Mar 2, 2018
Nine years ago it was car tyres followed by chicken feet. Now it’s washing machines and solar panels followed by sorghum. Aluminium and steel may soon be tossed in the mix.
The familiar trade skirmishes between the United States and China usually end with a whimper. But American presidents have traditionally been like the proverbial cartoon character who gets dropped off a cliff, run over with a steam roller and blown up with dynamite; he gets up, arches an angry eyebrow and declares: “Next time, I’m going to get really mad!”
Is the “next time” finally here in the US versus China trade dispute? Is President Donald Trump about to get really mad and launch new trade actions against China? Will the administration really start rejecting more Chinese commercial deals in the US on national security grounds? And will Beijing retaliate with an all out global trade war? Don’t count on it.

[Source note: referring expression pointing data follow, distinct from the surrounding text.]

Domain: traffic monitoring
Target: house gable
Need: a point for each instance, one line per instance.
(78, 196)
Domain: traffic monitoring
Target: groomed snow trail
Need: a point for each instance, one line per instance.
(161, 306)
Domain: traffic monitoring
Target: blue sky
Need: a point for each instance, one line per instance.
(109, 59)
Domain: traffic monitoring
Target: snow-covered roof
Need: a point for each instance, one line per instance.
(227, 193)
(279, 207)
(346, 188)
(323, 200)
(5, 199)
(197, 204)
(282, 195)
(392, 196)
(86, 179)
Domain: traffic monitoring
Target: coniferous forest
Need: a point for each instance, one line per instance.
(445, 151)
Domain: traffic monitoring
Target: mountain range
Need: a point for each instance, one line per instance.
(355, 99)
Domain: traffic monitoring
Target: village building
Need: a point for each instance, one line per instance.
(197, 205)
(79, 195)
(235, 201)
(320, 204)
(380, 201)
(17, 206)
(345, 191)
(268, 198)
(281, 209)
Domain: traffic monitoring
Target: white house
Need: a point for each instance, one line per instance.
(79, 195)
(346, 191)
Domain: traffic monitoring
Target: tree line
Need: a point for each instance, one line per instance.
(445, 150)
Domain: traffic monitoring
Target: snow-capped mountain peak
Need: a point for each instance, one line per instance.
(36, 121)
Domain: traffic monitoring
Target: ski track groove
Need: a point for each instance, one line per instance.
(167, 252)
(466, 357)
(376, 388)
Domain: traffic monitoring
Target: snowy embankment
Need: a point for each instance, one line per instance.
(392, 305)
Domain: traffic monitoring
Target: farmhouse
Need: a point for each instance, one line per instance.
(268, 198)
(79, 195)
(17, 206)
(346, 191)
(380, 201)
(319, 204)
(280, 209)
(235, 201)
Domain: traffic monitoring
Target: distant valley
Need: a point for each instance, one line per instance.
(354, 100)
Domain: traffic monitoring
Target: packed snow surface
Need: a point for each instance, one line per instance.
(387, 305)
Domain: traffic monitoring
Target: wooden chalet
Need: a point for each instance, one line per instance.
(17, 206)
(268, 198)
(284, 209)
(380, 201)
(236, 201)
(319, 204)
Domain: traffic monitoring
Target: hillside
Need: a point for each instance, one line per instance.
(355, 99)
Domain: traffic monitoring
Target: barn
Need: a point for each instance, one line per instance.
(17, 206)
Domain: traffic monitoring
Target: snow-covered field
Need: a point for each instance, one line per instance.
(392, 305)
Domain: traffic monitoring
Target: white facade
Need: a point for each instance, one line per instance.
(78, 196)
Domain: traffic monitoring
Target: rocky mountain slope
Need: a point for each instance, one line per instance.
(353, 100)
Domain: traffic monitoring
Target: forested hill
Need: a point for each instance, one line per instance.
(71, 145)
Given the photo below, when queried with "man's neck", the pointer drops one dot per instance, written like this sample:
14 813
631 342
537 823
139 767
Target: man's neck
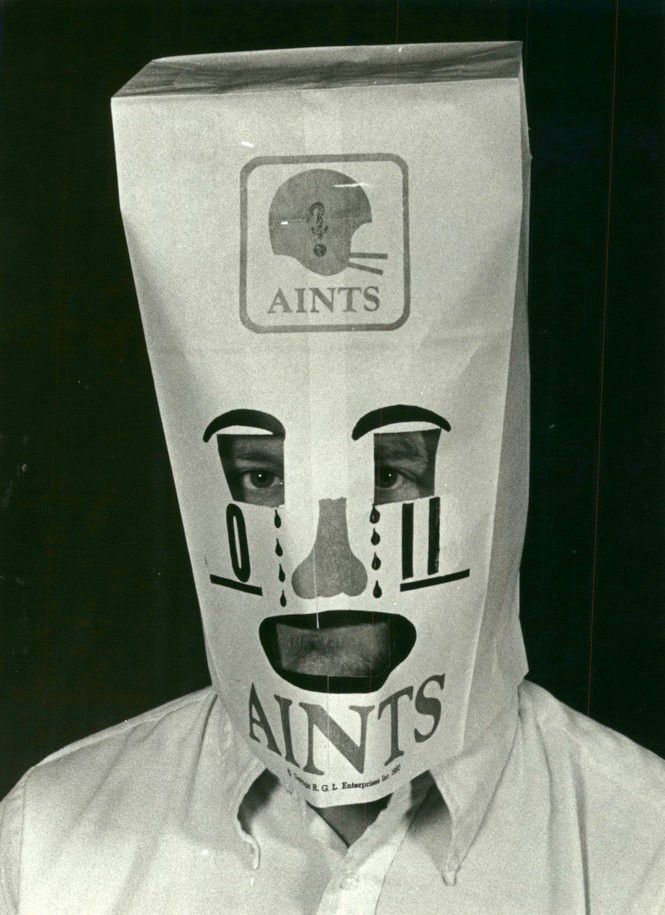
351 820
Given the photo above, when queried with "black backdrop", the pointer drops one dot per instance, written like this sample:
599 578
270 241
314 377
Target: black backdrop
99 614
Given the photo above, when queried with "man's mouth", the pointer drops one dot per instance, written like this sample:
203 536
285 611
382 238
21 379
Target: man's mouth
339 651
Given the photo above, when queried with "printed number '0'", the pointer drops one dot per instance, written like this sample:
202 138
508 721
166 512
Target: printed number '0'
235 526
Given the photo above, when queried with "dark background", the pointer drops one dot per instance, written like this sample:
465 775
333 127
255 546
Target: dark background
99 615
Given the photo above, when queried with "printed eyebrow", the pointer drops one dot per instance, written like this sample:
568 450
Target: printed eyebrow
398 413
253 418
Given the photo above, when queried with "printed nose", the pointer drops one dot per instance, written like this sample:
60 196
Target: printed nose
331 568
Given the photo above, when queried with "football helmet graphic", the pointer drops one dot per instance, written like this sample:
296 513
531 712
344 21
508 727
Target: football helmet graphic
313 217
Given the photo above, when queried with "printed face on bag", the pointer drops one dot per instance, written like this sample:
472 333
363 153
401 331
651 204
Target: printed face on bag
340 650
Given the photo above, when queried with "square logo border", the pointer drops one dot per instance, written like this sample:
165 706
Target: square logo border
258 161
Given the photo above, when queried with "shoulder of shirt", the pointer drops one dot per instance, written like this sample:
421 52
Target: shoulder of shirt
176 717
602 755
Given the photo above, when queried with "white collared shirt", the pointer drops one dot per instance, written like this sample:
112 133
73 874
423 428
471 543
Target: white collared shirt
171 813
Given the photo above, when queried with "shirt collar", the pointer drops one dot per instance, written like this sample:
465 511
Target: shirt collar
467 783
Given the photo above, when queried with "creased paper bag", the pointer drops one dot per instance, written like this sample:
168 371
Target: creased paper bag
329 249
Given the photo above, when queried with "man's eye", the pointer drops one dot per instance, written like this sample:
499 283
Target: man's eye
388 478
260 479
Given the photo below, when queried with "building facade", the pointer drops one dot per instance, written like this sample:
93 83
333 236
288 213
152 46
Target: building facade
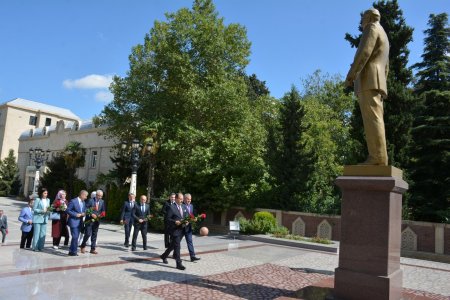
55 138
19 115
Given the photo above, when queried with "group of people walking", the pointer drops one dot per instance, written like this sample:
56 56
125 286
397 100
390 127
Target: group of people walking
81 216
63 214
175 211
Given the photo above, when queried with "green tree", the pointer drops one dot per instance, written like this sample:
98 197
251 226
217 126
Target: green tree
74 158
434 70
186 92
400 103
294 164
9 175
430 191
327 116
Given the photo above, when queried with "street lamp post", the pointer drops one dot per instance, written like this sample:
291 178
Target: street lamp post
136 147
39 157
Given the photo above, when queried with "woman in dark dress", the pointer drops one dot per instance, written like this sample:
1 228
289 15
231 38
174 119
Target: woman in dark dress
59 227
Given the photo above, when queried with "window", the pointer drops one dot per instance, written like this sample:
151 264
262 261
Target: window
33 120
93 159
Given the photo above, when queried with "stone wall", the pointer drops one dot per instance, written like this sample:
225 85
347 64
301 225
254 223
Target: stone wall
416 236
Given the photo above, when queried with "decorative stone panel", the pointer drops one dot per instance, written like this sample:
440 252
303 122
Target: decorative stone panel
409 239
239 215
298 227
324 230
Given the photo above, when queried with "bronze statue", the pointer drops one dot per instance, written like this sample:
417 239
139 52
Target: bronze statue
368 73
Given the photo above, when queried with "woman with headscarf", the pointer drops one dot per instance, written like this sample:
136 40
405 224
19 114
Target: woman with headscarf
59 227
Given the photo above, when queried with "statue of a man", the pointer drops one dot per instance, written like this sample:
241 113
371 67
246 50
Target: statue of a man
368 73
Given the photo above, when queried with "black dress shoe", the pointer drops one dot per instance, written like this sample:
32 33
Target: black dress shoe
164 259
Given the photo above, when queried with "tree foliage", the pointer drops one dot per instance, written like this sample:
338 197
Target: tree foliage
430 192
185 91
434 69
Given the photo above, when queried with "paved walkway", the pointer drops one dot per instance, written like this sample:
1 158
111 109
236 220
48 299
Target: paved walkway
228 269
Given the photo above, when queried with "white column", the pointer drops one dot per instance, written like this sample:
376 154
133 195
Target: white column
133 183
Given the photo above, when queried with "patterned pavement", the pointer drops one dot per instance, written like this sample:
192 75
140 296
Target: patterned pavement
228 269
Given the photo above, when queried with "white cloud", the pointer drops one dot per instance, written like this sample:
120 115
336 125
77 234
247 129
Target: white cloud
104 96
92 81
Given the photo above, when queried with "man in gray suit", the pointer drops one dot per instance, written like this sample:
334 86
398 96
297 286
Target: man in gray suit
368 73
3 225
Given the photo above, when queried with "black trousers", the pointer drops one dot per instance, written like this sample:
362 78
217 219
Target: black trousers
142 227
26 237
175 246
127 227
90 231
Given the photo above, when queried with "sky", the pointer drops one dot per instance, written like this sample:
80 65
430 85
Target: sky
65 52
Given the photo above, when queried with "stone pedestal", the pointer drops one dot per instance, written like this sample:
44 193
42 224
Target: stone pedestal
369 259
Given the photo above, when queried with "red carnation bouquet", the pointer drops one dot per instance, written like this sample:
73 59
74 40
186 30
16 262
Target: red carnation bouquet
94 217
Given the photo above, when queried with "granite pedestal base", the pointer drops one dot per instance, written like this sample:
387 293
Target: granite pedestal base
369 259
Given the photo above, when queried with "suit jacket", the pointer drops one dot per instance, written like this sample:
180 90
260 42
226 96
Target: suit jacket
91 204
126 213
138 214
4 222
190 209
26 214
38 210
173 215
371 63
72 210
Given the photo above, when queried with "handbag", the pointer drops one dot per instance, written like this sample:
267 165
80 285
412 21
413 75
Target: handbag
55 216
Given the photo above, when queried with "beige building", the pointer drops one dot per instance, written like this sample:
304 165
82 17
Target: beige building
55 138
19 115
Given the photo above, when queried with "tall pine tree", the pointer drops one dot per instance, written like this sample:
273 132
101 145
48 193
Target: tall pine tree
430 192
294 164
400 102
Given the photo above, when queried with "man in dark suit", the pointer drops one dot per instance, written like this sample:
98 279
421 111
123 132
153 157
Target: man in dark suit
76 211
141 213
26 217
97 204
175 215
126 217
3 225
165 208
368 73
188 228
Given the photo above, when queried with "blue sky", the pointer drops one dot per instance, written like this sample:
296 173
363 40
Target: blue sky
64 52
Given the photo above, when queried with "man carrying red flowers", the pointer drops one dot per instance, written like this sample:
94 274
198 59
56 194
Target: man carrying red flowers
96 206
188 229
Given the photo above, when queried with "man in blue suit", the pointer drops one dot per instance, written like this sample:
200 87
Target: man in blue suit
141 213
76 210
126 217
175 215
26 217
97 204
188 228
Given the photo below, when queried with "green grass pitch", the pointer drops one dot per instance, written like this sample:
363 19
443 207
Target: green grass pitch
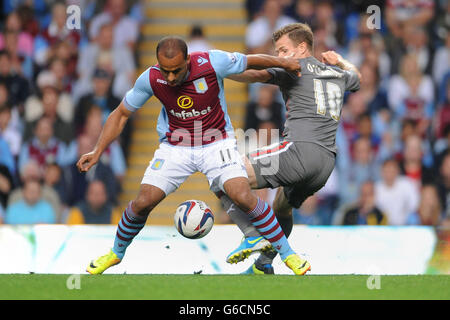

For all the huffing and puffing, it’s good first to remember that we’ve actually been here before.
New presidents always come into office promising to get tough on China’s unfair trade practices, usually after making pledges to working class constituencies in rust belt states like Pennsylvania, Ohio and Michigan. President George W. Bush imposed 30 per cent tariffs on imported steel in 2002, a sop to the steelworkers union, but got slapped back by the World Trade Organisation the following year. President Barack Obama, following through on a pledge to his autoworker supporters, in 2009 imposed tariffs on Chinese imported tyres, 35 per cent the first year and 30 per cent the second year.
The Obama tyre tariffs are instructive because they illustrate the Chinese government’s keen instinct for finding just the right retaliatory target. In that case, China chose American chicken feet, accusing US poultry farmers of dumping the paws onto the Chinese market. Suddenly plump juicy chicken feet imported from America – a trade worth some US$278 million in 2009 – virtually collapsed. By 2011, America’s poultry farmers had lost an estimated US$1 billion in business and were crying foul.
So China’s trade officials recognise that a well-targeted retaliatory strike, particularly in the agriculture sector where the US actually enjoys a surplus with China, is far more effective than carpet bombing in a full-fledged trade war. That is what makes the choice of sorghum wickedly ingenious.
The US now sends China about US$1billon a year worth of sorghum, the grain used to make gut-busting baiju alcohol. And in the US, much of the sorghum comes from places like Texas, Kansas and Oklahoma – all states handily won by Trump in the 2016 election. It’s almost as if the Chinese leadership keeps a 2016 electoral college map pinned to the wall in Zhongnanhai.